La suba continua de estos precios horadaba los presupuestos familiares, colapsando el consumo de bienes de demanda elástica. Fábricas y comercios, ahogados por ventas en caída libre y el alza de costos, tuvieron como única escapatoria el despido de personal, con lo que se reforzaba el espiral recesivo, pues la desocupación contraía más la demanda, conformando un círculo letal.
Si tomamos, por caso, 1999, hay diferencias notables con nuestro presente en punto a niveles de inflación, inversión e infraestructura. Pero el parecido no es menor en cuanto a atraso cambiario, que -al compás de una inflación mucho mayor- se agiganta mientras las autoridades se obstinan en negar, aun cuando pasen frente a sus ojos masivas peregrinaciones hacia países fronterizos.
Y las similitudes se repiten en relación con las áreas de precio comentadas. Así como en aquella época las tarifas incrementaban su precio relativo, hoy su necesaria recuperación comporta también un alza en términos reales. El precio de los combustibles se ha disparado, tanto respecto del valor internacional como de la inflación. Las tasas activas son altas para la escasa demanda del sector productivo. En cuanto a las negociaciones salariales, está claro que, aun cuando las subas fueran inferiores a la inflación proyectada, no se corresponden con incrementos de productividad ni con la marcha de las ventas ni las ganancias.
Por último, como el gasto estatal no para de acelerar y el contexto crediticio se muestra crecientemente desafiante, la carga impositiva -que alcanzó topes nunca vistos- tiene un recorrido asegurado a la suba.
Los precios relativos en alza de estos bienes y servicios continuarán reduciendo el ingreso disponible de los hogares e incrementarán los costos empresarios, comprimiendo el consumo y los resultados netos.

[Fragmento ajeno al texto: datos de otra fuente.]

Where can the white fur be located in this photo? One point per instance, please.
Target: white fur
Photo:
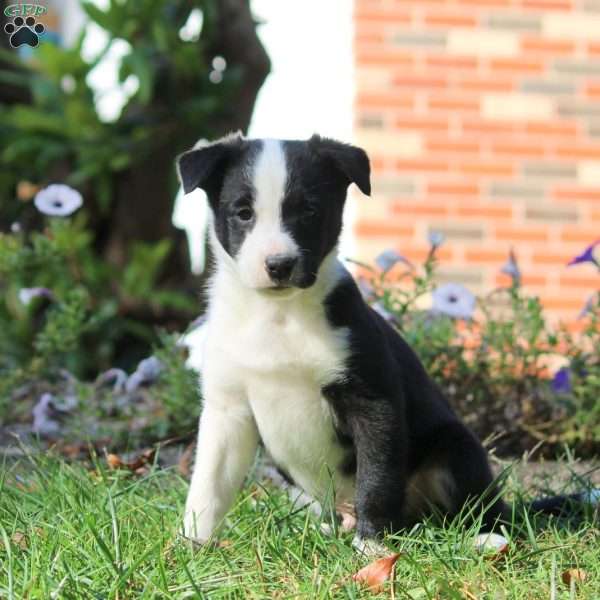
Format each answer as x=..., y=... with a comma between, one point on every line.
x=265, y=359
x=268, y=235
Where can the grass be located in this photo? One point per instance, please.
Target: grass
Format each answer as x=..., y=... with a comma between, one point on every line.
x=67, y=531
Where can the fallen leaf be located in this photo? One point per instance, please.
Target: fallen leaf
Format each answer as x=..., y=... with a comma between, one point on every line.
x=575, y=575
x=18, y=539
x=492, y=545
x=376, y=573
x=138, y=465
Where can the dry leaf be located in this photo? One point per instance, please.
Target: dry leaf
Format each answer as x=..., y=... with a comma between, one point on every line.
x=576, y=575
x=376, y=573
x=138, y=465
x=492, y=545
x=18, y=539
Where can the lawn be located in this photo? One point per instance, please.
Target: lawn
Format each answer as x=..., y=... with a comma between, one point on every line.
x=86, y=531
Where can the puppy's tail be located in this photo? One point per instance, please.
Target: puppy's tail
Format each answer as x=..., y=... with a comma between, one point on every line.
x=568, y=504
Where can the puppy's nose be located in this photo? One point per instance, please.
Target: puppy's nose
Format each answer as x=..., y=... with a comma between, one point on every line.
x=280, y=267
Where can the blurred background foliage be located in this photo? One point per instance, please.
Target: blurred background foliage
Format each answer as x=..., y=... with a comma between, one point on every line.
x=120, y=269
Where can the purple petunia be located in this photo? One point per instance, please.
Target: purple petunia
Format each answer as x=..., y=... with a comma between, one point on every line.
x=388, y=258
x=561, y=382
x=590, y=254
x=436, y=238
x=58, y=200
x=454, y=300
x=26, y=295
x=511, y=268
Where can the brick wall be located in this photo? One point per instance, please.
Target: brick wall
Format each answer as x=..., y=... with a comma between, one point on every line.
x=482, y=119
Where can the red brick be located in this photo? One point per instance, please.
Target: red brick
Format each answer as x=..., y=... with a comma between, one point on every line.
x=516, y=65
x=418, y=254
x=578, y=151
x=557, y=302
x=577, y=193
x=546, y=5
x=579, y=281
x=381, y=100
x=480, y=126
x=453, y=19
x=421, y=165
x=527, y=280
x=551, y=258
x=453, y=104
x=540, y=45
x=519, y=149
x=381, y=57
x=592, y=90
x=492, y=169
x=453, y=189
x=489, y=212
x=416, y=80
x=450, y=146
x=444, y=61
x=382, y=229
x=558, y=128
x=426, y=208
x=521, y=234
x=485, y=84
x=365, y=38
x=482, y=256
x=421, y=123
x=578, y=235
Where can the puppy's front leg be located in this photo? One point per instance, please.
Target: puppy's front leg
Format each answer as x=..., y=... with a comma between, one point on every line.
x=227, y=443
x=380, y=443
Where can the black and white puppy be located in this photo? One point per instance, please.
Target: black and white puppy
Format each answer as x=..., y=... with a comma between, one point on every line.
x=294, y=357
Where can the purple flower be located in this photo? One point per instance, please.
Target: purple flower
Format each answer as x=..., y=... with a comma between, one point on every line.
x=454, y=300
x=436, y=238
x=44, y=412
x=118, y=377
x=147, y=371
x=561, y=382
x=588, y=307
x=58, y=200
x=388, y=258
x=511, y=268
x=588, y=255
x=26, y=295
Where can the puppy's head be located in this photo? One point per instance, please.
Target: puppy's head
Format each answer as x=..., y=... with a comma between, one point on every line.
x=277, y=205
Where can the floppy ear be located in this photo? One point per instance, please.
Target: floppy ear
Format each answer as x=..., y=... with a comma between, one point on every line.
x=201, y=166
x=352, y=161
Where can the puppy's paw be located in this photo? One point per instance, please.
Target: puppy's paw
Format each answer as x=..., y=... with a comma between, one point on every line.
x=369, y=547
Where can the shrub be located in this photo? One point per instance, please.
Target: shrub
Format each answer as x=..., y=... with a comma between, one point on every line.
x=496, y=357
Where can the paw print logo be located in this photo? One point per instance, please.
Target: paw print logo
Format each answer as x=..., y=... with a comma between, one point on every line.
x=24, y=31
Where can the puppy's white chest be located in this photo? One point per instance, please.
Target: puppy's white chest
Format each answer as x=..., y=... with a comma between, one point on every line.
x=282, y=359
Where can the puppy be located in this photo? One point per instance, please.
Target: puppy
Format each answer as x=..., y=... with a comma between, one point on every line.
x=294, y=357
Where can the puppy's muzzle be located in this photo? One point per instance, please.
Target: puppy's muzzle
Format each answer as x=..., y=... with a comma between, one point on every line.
x=280, y=267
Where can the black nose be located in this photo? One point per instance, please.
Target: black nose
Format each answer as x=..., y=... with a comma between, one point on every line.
x=280, y=266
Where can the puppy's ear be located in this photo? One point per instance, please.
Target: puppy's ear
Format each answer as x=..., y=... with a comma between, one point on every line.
x=352, y=161
x=203, y=166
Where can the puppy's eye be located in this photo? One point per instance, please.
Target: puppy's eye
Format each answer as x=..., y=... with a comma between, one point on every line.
x=245, y=213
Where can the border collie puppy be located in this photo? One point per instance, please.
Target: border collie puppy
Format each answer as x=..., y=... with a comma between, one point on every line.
x=294, y=357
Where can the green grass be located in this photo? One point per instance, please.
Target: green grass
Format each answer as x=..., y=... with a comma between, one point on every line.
x=71, y=532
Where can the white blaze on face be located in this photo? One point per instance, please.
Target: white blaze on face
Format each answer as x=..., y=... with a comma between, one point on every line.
x=268, y=236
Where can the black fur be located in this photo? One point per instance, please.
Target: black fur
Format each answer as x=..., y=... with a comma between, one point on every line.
x=399, y=422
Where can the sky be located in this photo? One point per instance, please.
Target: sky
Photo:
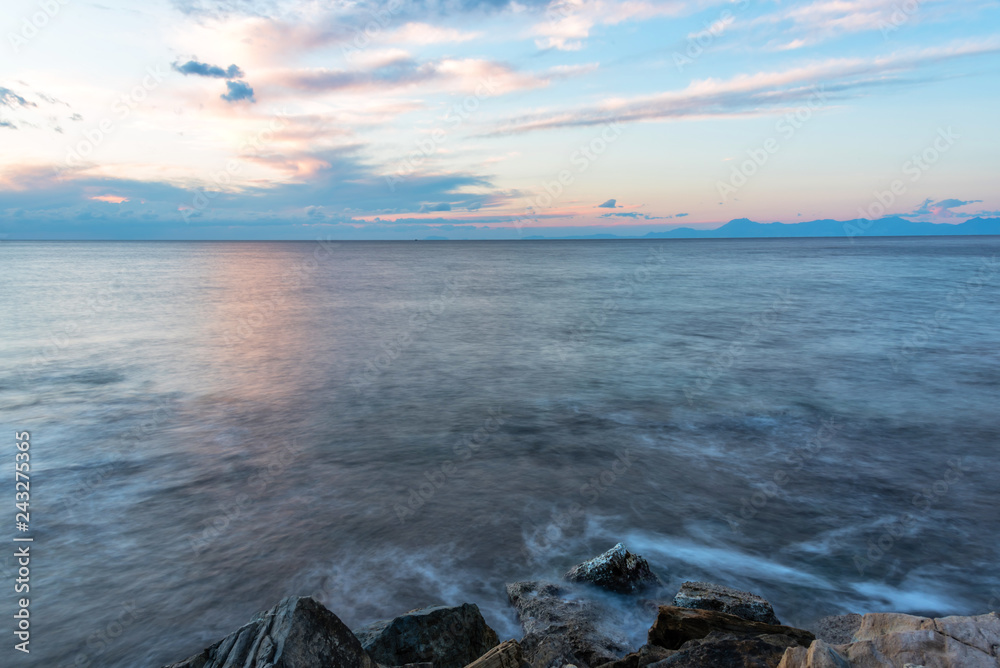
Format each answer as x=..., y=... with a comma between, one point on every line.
x=400, y=119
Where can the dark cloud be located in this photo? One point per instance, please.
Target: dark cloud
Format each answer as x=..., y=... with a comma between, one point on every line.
x=9, y=98
x=443, y=206
x=404, y=9
x=345, y=187
x=635, y=214
x=238, y=90
x=944, y=207
x=815, y=86
x=401, y=71
x=205, y=70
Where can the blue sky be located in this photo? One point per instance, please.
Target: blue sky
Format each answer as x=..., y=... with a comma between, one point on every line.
x=405, y=118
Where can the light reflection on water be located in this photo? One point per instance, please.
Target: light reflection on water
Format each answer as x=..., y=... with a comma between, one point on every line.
x=206, y=438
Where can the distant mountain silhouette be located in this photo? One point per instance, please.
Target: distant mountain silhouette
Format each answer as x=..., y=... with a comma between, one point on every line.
x=743, y=228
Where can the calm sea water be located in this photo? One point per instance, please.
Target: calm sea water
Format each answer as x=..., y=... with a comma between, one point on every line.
x=391, y=425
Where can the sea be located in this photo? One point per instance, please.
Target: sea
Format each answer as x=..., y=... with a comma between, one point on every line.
x=390, y=425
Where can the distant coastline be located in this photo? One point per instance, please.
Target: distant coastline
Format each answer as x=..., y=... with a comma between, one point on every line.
x=744, y=228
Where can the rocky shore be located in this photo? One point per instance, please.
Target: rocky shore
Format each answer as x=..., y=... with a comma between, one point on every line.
x=703, y=625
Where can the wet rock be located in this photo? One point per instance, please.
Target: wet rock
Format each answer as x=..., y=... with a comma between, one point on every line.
x=728, y=650
x=708, y=596
x=448, y=637
x=505, y=655
x=675, y=626
x=646, y=655
x=892, y=639
x=616, y=570
x=817, y=655
x=837, y=629
x=296, y=633
x=560, y=629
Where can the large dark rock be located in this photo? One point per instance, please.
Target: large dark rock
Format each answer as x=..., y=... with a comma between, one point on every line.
x=646, y=655
x=727, y=650
x=837, y=629
x=505, y=655
x=560, y=629
x=675, y=626
x=616, y=570
x=296, y=633
x=708, y=596
x=448, y=637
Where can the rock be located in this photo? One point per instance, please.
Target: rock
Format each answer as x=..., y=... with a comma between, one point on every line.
x=837, y=629
x=708, y=596
x=296, y=633
x=559, y=629
x=646, y=655
x=448, y=637
x=728, y=650
x=616, y=570
x=817, y=655
x=675, y=626
x=505, y=655
x=892, y=639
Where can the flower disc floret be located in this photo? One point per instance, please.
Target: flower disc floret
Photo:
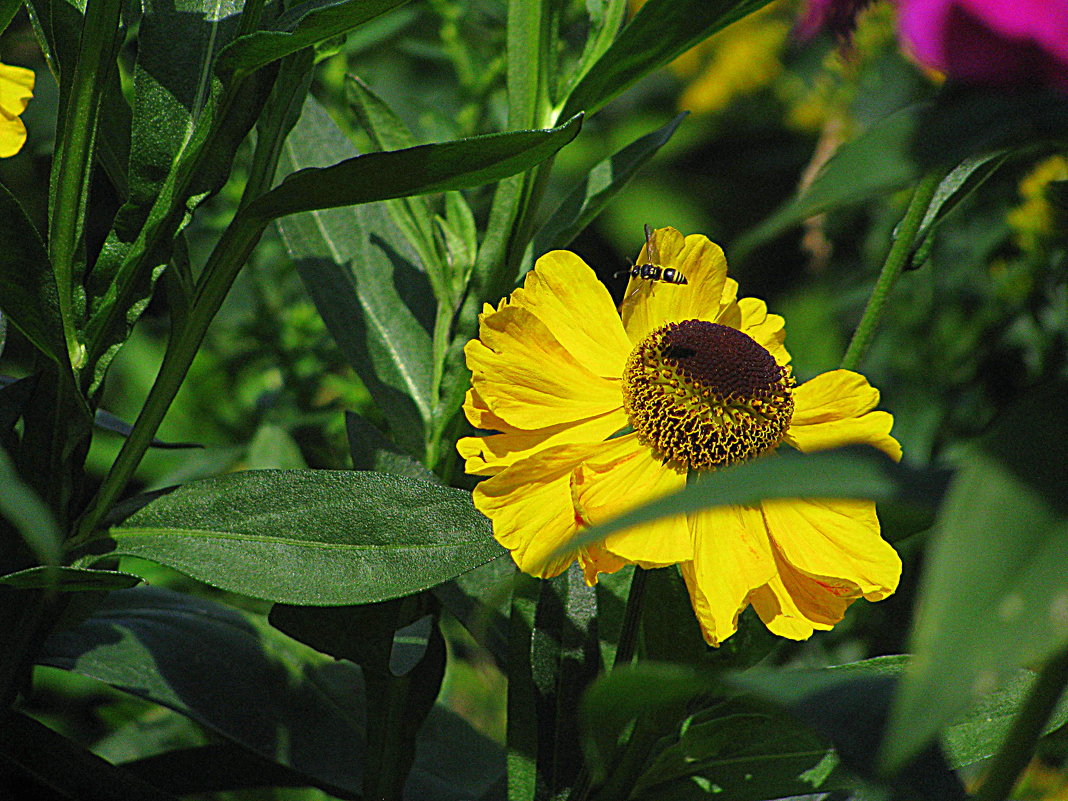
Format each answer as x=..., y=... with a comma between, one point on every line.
x=705, y=395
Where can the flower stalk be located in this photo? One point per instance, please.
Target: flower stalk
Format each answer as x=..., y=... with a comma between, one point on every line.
x=892, y=268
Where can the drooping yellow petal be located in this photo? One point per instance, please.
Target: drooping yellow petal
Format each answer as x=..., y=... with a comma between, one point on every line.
x=626, y=474
x=768, y=330
x=529, y=379
x=16, y=89
x=570, y=300
x=732, y=559
x=648, y=304
x=530, y=504
x=488, y=455
x=834, y=409
x=835, y=542
x=794, y=605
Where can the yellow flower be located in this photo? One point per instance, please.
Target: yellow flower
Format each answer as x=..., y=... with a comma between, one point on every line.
x=597, y=411
x=16, y=89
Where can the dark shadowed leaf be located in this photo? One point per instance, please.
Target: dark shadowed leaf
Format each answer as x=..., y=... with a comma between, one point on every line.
x=304, y=25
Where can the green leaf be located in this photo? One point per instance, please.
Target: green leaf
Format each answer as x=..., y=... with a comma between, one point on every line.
x=963, y=179
x=603, y=182
x=28, y=294
x=659, y=31
x=367, y=285
x=878, y=161
x=68, y=579
x=255, y=687
x=31, y=518
x=309, y=536
x=847, y=472
x=420, y=170
x=304, y=25
x=993, y=590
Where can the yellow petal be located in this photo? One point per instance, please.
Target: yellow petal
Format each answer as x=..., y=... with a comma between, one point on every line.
x=732, y=559
x=648, y=304
x=834, y=409
x=530, y=504
x=16, y=89
x=571, y=301
x=489, y=455
x=529, y=379
x=626, y=474
x=768, y=330
x=794, y=605
x=835, y=542
x=12, y=135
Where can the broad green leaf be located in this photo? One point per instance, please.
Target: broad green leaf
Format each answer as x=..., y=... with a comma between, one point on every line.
x=420, y=170
x=255, y=687
x=28, y=295
x=603, y=182
x=848, y=472
x=313, y=537
x=993, y=589
x=366, y=284
x=38, y=763
x=30, y=517
x=68, y=579
x=302, y=26
x=748, y=755
x=878, y=161
x=659, y=31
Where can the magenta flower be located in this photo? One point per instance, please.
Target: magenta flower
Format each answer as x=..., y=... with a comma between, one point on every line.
x=1002, y=43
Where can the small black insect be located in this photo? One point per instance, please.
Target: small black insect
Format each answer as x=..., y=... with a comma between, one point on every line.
x=650, y=270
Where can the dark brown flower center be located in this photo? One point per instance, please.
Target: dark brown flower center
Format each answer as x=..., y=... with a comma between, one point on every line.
x=705, y=395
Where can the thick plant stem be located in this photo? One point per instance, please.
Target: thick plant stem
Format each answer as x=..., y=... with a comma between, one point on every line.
x=896, y=261
x=1019, y=745
x=222, y=267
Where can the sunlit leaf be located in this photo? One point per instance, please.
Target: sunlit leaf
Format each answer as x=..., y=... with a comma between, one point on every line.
x=309, y=536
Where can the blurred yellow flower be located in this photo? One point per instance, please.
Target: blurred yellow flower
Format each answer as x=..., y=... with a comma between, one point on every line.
x=1035, y=219
x=16, y=89
x=597, y=411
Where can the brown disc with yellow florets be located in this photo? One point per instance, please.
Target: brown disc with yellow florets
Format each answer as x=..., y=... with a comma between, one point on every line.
x=705, y=395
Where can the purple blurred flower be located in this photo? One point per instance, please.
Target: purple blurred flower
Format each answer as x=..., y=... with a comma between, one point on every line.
x=836, y=16
x=1004, y=43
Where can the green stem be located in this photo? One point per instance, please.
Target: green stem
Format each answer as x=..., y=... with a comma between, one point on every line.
x=896, y=260
x=222, y=267
x=631, y=618
x=1019, y=745
x=74, y=155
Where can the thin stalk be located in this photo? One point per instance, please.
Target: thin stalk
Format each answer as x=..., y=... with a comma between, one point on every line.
x=222, y=267
x=896, y=261
x=1019, y=745
x=631, y=618
x=75, y=155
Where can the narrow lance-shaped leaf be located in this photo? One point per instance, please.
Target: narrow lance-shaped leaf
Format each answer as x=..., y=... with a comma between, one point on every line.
x=659, y=31
x=302, y=26
x=28, y=294
x=847, y=472
x=603, y=182
x=420, y=170
x=309, y=536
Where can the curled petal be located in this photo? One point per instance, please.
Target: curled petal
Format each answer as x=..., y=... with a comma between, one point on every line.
x=836, y=543
x=626, y=474
x=732, y=559
x=525, y=377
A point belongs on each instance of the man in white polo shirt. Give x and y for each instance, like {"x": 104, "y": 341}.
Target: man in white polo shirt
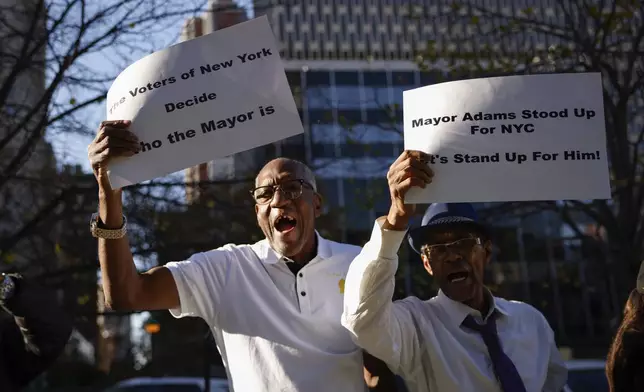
{"x": 274, "y": 306}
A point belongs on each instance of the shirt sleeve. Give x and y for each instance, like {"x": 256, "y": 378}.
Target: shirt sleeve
{"x": 557, "y": 375}
{"x": 201, "y": 281}
{"x": 384, "y": 329}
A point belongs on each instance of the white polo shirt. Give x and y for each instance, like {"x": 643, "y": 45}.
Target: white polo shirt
{"x": 275, "y": 331}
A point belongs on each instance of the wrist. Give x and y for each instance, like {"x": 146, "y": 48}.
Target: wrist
{"x": 396, "y": 220}
{"x": 109, "y": 195}
{"x": 110, "y": 210}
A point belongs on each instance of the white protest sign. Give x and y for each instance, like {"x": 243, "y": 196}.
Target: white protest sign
{"x": 201, "y": 99}
{"x": 513, "y": 138}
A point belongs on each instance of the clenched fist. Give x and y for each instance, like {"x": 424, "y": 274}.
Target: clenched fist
{"x": 410, "y": 169}
{"x": 113, "y": 140}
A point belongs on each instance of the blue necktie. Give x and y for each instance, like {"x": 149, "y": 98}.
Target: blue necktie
{"x": 506, "y": 373}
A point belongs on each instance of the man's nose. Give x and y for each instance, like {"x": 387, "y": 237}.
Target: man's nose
{"x": 279, "y": 199}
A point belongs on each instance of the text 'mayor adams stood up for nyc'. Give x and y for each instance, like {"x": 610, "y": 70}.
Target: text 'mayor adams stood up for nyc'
{"x": 274, "y": 307}
{"x": 464, "y": 339}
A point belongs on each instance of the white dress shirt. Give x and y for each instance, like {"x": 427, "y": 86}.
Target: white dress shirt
{"x": 424, "y": 342}
{"x": 275, "y": 331}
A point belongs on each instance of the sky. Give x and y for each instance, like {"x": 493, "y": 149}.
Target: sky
{"x": 71, "y": 149}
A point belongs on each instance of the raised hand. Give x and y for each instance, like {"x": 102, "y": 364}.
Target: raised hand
{"x": 409, "y": 170}
{"x": 113, "y": 139}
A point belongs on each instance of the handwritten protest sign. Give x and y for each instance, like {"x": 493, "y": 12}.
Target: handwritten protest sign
{"x": 206, "y": 98}
{"x": 514, "y": 138}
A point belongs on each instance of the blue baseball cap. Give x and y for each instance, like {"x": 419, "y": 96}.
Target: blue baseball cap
{"x": 445, "y": 216}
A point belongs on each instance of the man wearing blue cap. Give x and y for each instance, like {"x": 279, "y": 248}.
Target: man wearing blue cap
{"x": 463, "y": 339}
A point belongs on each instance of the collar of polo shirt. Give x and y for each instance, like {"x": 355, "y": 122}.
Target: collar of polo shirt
{"x": 269, "y": 256}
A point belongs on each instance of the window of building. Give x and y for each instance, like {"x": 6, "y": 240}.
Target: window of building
{"x": 326, "y": 133}
{"x": 319, "y": 97}
{"x": 347, "y": 97}
{"x": 372, "y": 133}
{"x": 375, "y": 78}
{"x": 346, "y": 78}
{"x": 357, "y": 204}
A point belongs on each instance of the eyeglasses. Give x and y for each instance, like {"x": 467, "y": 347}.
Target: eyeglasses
{"x": 462, "y": 246}
{"x": 291, "y": 190}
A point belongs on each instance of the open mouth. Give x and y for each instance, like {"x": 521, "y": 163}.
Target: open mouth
{"x": 456, "y": 277}
{"x": 285, "y": 223}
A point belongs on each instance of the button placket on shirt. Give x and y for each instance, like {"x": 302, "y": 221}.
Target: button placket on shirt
{"x": 303, "y": 293}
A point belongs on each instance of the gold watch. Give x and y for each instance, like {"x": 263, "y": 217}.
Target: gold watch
{"x": 98, "y": 230}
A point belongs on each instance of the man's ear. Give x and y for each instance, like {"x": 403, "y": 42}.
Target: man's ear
{"x": 426, "y": 264}
{"x": 318, "y": 201}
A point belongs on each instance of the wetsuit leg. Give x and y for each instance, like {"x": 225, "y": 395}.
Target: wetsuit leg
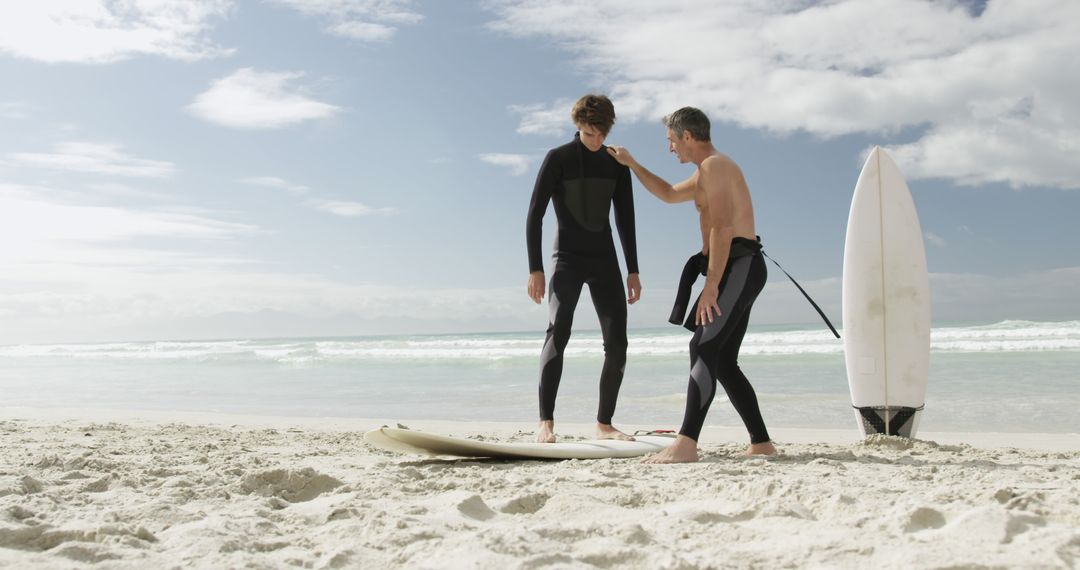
{"x": 714, "y": 352}
{"x": 609, "y": 298}
{"x": 564, "y": 292}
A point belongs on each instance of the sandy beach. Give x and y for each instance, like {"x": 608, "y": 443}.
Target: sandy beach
{"x": 83, "y": 488}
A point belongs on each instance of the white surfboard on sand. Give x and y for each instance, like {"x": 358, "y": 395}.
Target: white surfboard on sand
{"x": 886, "y": 302}
{"x": 428, "y": 444}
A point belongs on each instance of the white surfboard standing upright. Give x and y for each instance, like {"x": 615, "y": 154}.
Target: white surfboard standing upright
{"x": 886, "y": 302}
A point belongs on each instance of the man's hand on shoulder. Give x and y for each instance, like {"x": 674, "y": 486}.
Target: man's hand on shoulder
{"x": 536, "y": 286}
{"x": 621, "y": 155}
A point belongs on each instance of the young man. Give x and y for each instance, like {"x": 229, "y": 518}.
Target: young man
{"x": 583, "y": 181}
{"x": 734, "y": 275}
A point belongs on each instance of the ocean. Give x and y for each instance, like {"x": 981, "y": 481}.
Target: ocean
{"x": 1014, "y": 376}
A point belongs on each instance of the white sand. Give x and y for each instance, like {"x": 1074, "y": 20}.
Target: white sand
{"x": 78, "y": 487}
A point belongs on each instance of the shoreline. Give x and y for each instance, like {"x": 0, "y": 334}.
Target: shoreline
{"x": 711, "y": 434}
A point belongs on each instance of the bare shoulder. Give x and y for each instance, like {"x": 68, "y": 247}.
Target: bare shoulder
{"x": 720, "y": 164}
{"x": 719, "y": 171}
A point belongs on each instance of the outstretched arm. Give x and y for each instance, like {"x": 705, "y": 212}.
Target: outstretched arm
{"x": 660, "y": 188}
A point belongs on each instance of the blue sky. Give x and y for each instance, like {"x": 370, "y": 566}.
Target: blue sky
{"x": 213, "y": 168}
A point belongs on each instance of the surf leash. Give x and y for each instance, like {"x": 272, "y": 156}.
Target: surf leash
{"x": 805, "y": 294}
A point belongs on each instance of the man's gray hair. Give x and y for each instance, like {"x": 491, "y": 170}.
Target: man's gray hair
{"x": 689, "y": 119}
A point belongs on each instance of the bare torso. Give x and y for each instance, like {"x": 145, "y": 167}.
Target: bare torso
{"x": 742, "y": 211}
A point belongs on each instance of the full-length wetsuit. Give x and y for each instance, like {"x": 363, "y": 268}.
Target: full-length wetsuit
{"x": 714, "y": 349}
{"x": 583, "y": 186}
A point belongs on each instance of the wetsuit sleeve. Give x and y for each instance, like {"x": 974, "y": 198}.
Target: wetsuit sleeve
{"x": 624, "y": 219}
{"x": 547, "y": 179}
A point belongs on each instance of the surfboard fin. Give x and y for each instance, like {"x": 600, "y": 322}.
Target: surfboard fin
{"x": 889, "y": 420}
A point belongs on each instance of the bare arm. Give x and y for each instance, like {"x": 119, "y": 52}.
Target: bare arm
{"x": 660, "y": 188}
{"x": 715, "y": 184}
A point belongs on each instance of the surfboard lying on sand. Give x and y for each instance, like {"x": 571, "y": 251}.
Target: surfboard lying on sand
{"x": 886, "y": 302}
{"x": 429, "y": 444}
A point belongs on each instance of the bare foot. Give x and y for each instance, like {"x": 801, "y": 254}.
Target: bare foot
{"x": 545, "y": 433}
{"x": 606, "y": 431}
{"x": 761, "y": 449}
{"x": 683, "y": 450}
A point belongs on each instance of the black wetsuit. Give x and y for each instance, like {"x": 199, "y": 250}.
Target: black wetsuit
{"x": 714, "y": 349}
{"x": 583, "y": 186}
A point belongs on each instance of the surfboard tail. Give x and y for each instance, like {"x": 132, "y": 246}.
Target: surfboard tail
{"x": 889, "y": 420}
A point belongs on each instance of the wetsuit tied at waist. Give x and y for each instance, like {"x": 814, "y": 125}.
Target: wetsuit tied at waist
{"x": 698, "y": 265}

Esto no significa que necesariamente nos encaminemos al mismo final. Pero son interacciones que merecen atención. Recientes decisiones, sin embargo, parecen ignorarlas.
La nueva matriz tarifaria para los peajes respeta la lógica económica de que a mayor demanda corresponda un mayor precio. Lo que es descabellado es la magnitud de los aumentos, de hasta 120 por ciento. El gasto mensual para quien vive en la zona norte puede trepar a $ 3300, mientras que quien está en el oeste podría ascender a $ 6600; una mayoría de quienes usan esas vías -sea en auto o en chárteres- no pueden alterar sus horarios de trabajo y sufrirán un enorme tarascón a sus ingresos, afectando a varios integrantes de un mismo hogar. ¿Algún funcionario consideró este impacto?
Otra medida -alentada por el Banco Central- que implica nuevos sobrecostos es el exorbitante descuento de 1% + IVA que los bancos cobrarán por depósitos en efectivo. Nuevamente, nos preguntamos si se han estudiado sus alcances económicos y financieros: los comercios mayoristas, supermercados, estaciones de servicio, casas de electrodomésticos, farmacias y recaudadores de servicios públicos trasladarán este costo a sus márgenes.
Con una mirada positiva, se podría colegir de estos desatinos una deficiente coordinación en un gabinete económico de una docena de ministros. Más preocupante sería que, habiendo sido discutida, sus costos y riesgos hayan sido subestimados.
Teniendo a la vista las similitudes con la mecánica recesiva que padecimos cuando despuntaba el siglo, es hora de que alguien advierta de que se está jugando con fuego.